By: Dr. Jeff Masters , 6:30 PM GMT on July 02, 2012
It's true. After 17 years as an independent company, Weather Underground has been sold, and will now be part of The Weather Channel Companies (TWCC.) As one of the founders of Weather Underground, I am excited about embarking upon this new chapter in our company's history. Having the infrastructure, resources, and content of The Weather Channel Companies will enable wunderground to create some great new products, and improve the quality and reliability of our existing content. We will now be called Weather Underground, LLC, and will maintain the wunderground.com web site as it is.
Figure 1. The original seven founders of wunderground.com, plus our first employee, circa 1998. In front, from left to right: Chris Schwerzler, Jeff Masters, Jeff Ferguson. In back: Dave Brooks, Alan Steremberg, Perry Samson, Chuck Prewitt, and Mike MacDonald.
The wild ride that began in 1995
Back in 1995, when the newly created commercial Internet put up for sale domains with a ".com" designation, and Weather Underground, Inc. became the world's first commercial weather web site, I could not have anticipated the wild ride that brought us to where we are at today.
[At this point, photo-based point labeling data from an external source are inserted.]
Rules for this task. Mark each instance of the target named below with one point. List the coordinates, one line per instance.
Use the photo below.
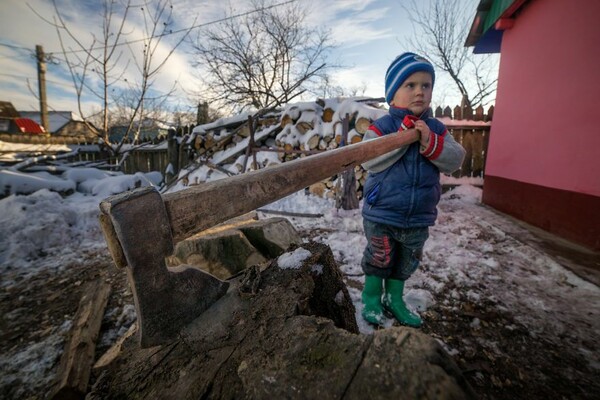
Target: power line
(179, 30)
(14, 47)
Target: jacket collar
(403, 112)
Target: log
(328, 115)
(362, 125)
(287, 331)
(313, 142)
(192, 210)
(355, 139)
(304, 126)
(78, 357)
(285, 120)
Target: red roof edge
(27, 125)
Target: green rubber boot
(371, 297)
(394, 304)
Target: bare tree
(98, 66)
(262, 59)
(440, 31)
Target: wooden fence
(468, 127)
(472, 130)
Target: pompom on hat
(401, 68)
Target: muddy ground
(499, 357)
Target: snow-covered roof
(56, 119)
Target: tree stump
(285, 333)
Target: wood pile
(296, 131)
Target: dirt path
(505, 352)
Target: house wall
(543, 156)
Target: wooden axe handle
(206, 205)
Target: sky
(369, 34)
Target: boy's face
(414, 93)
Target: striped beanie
(401, 68)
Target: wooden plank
(477, 153)
(78, 357)
(467, 143)
(192, 210)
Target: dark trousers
(392, 253)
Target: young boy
(403, 188)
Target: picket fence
(469, 127)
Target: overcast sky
(369, 35)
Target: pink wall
(546, 127)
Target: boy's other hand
(412, 133)
(424, 133)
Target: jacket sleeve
(384, 161)
(444, 152)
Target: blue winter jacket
(403, 186)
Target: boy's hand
(412, 133)
(424, 133)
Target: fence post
(346, 196)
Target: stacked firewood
(296, 131)
(320, 126)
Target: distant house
(543, 155)
(12, 122)
(63, 123)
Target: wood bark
(191, 210)
(78, 357)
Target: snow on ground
(40, 231)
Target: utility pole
(39, 52)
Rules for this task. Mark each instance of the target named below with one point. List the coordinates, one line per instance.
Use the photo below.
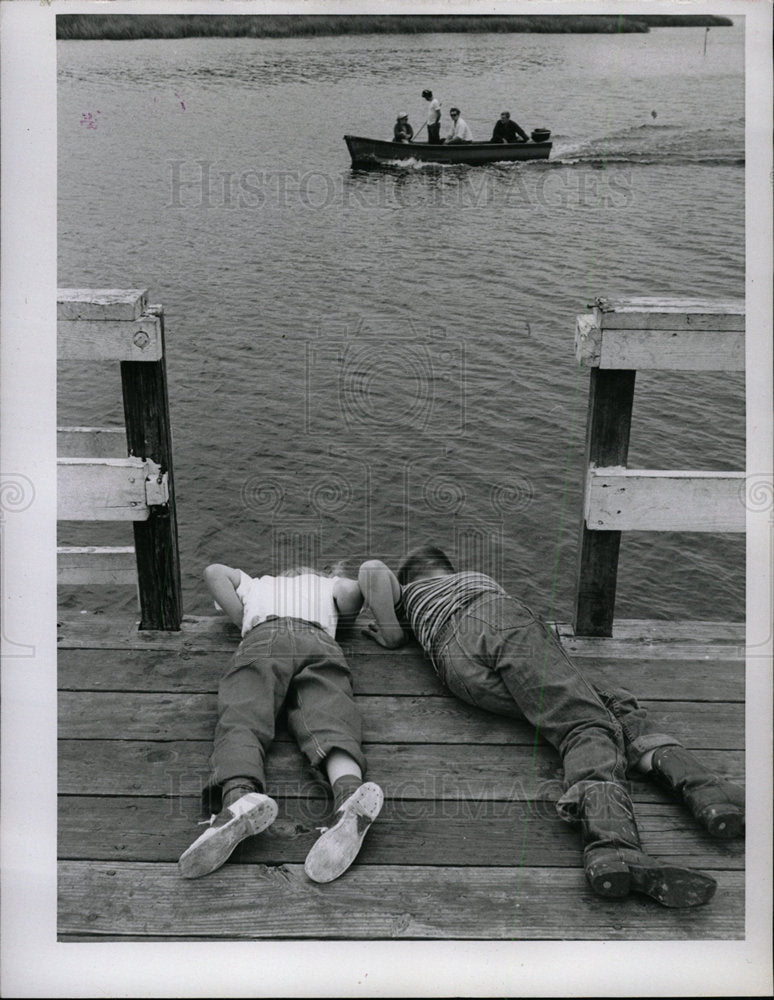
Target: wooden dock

We registered the 2,000th domain ever taken, "wunderground.com", in 1995, missing registering "weather.com " by a month. Later that year, a group of executives from The Weather Channel visited us in Ann Arbor, inquiring on how we might work together. No sale resulted, but over the years, The Weather Channel and Weather Underground have had a number of meetings to discuss a possible merger. Many other companies have inquired about buying us, but we have always opted to stay independent, in order to nurture our creative, alternative weather web site and keep breaking new ground. The company's growth was slow at first, since we never took venture capital money. We grew from 6 employees in 1999 to 20 in 2009. But in the past three years, Weather Underground entered into a rapid period of growth that saw our staff more than double to 57 people. With a swelling user base around the globe, and with demands for our services to be made available across so many new digital platforms like mobile phones and tablets, the board recognized the need for an even greater injection of resources, and the decision was made to merge with The Weather Channel Companies.
How will the merger with The Weather Channel improve wunderground?
The Weather Channel is committed to keeping the Weather Underground brand and the web site in its current form. Weather Underground CEO Alan Steremberg will remain in charge, and our meteorologists and developers will continue to create the ground-breaking weather products that we're renowned for. The plan is to make both wunderground.com and weather.com stronger, by sharing content and infrastructure. Many Weather Underground features, such as our Personal Weather Station data, WunderMap, and my blog, are scheduled to also appear on the weather.com web site in the coming months. My blog's main home will continue to be wunderground.com, and I have been asked to continue to write the same variety of science-based posts on hurricanes, extreme weather, and climate change that I've provided since 2005. I enjoy communicating weather science, and am pleased I will be able to do this for both wunderground and The Weather Channel, which has an audience about three times as large as wunderground's.
Figure 2. One my favorite wunderphotos: a rainbow in Cyprus. With over 1.5 million wunderphotos uploaded, the wunderground community has helped make the web site far better than the employees could have done on their own.